As the company shifts away from being the iPhone company, its services business has become increasingly important. At the last earnings call, Apple CEO Tim Cook revealed record numbers from the add-ons sector of Cupertino's money haul.


What this looks like at store level -- at least according to my whistleblower -- is a touch ugly.


"Management has their own agenda and is extremely superficial in relation to employees. The past month we are pushing AppleCare as if we are car salesmen or Best Buy employees," he told me. "Our downloads morning meetings are juvenile games as to the pushing of Applecare+."


Again, you might expect this could be the case. AppleCare -- as with so many insurance products -- is a very good deal for the insurer.


In this Apple store, though, my source believes the love of AppleCare has gone too far: "Promotions, if you can call them that, are not related to the job descriptions on Apple's jobs website, but are about how many AppleCare sales there are. Or business introductions."


This is retail. Shouldn't this sort of thing be expected, despite the fact that if you ask Apple store employees whether they're incentivized in any way -- and I have -- all will deny it?


Sometimes, though, if you look around you can see what matters to management. So you do whatever it takes to get promoted.


My frustrated source sees darker days ahead: "I'm sure the next metric will be pushing Apple Cards."
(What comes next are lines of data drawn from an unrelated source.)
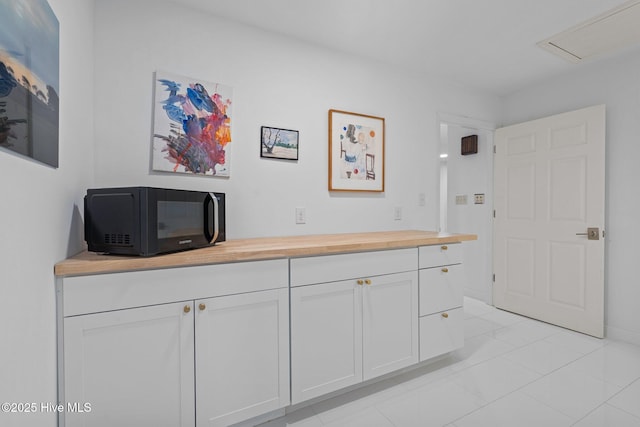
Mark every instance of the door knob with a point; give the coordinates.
(593, 233)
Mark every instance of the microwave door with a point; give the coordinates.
(211, 218)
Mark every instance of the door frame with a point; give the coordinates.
(447, 119)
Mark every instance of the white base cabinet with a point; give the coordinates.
(441, 299)
(347, 331)
(198, 362)
(133, 367)
(242, 356)
(215, 345)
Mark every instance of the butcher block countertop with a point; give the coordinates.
(253, 249)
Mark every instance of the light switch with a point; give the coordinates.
(301, 216)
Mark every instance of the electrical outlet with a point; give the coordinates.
(461, 199)
(397, 213)
(301, 216)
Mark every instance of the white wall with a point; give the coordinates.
(277, 82)
(615, 83)
(40, 224)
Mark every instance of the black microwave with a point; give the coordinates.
(148, 221)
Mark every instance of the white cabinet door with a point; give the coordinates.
(441, 333)
(441, 288)
(326, 338)
(242, 356)
(390, 323)
(134, 367)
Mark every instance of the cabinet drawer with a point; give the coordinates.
(441, 333)
(441, 288)
(333, 268)
(436, 255)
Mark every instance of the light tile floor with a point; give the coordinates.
(512, 371)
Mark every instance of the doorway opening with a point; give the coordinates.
(466, 198)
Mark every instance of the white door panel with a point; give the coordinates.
(549, 188)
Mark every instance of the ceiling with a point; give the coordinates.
(485, 44)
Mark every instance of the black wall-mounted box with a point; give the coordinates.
(469, 145)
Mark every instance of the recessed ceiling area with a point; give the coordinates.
(489, 45)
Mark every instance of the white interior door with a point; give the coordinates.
(549, 190)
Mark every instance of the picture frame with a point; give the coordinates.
(277, 143)
(30, 81)
(356, 152)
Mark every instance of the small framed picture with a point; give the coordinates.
(276, 143)
(356, 152)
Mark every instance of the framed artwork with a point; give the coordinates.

Listening to Boris incites a true sadness.


"I love Apple itself, and enjoy working with customers immensely," he said. Those above him don't seem to care about these things quite as much, he added.


Some will say Boris has stayed too long. As Apple now allows other stores to repair more of its products, perhaps the whole Genius aura of stores will begin to diminish, to be replaced by an even greater emphasis on sell, sell, sell.


"Tenured employees are, for the most part, barely making more per hour than inexperienced 'new hires'," Boris told me. "In our market, if you worked at Starbucks or Target, it's very easy to get a job at our Apple store."


That could be a result of relatively full employment. It could also be a new drive to make even more money out of the stores.


Naturally, I asked Apple whether Cupertino Central was putting greater pressure on stores to deliver more revenue. I'll update, should I ever hear.


Boris's views certainly aren't unique. Earlier this year, I wrote about a departed Apple store manager who couldn't bear the way the company's ethos had moved away from what he saw as a Steve Jobs idealism to a more standard, less inspirational working environment.


But where would someone like Boris go, if he chose to leave? And he doesn't really want to leave. Yet he says his local management are exacerbating the situation with their attitude. 


Those who complain, he says, are simply told: "Maybe Apple isn't a good fit for you."


Maybe sometimes you just have to accept that things may never be the same again.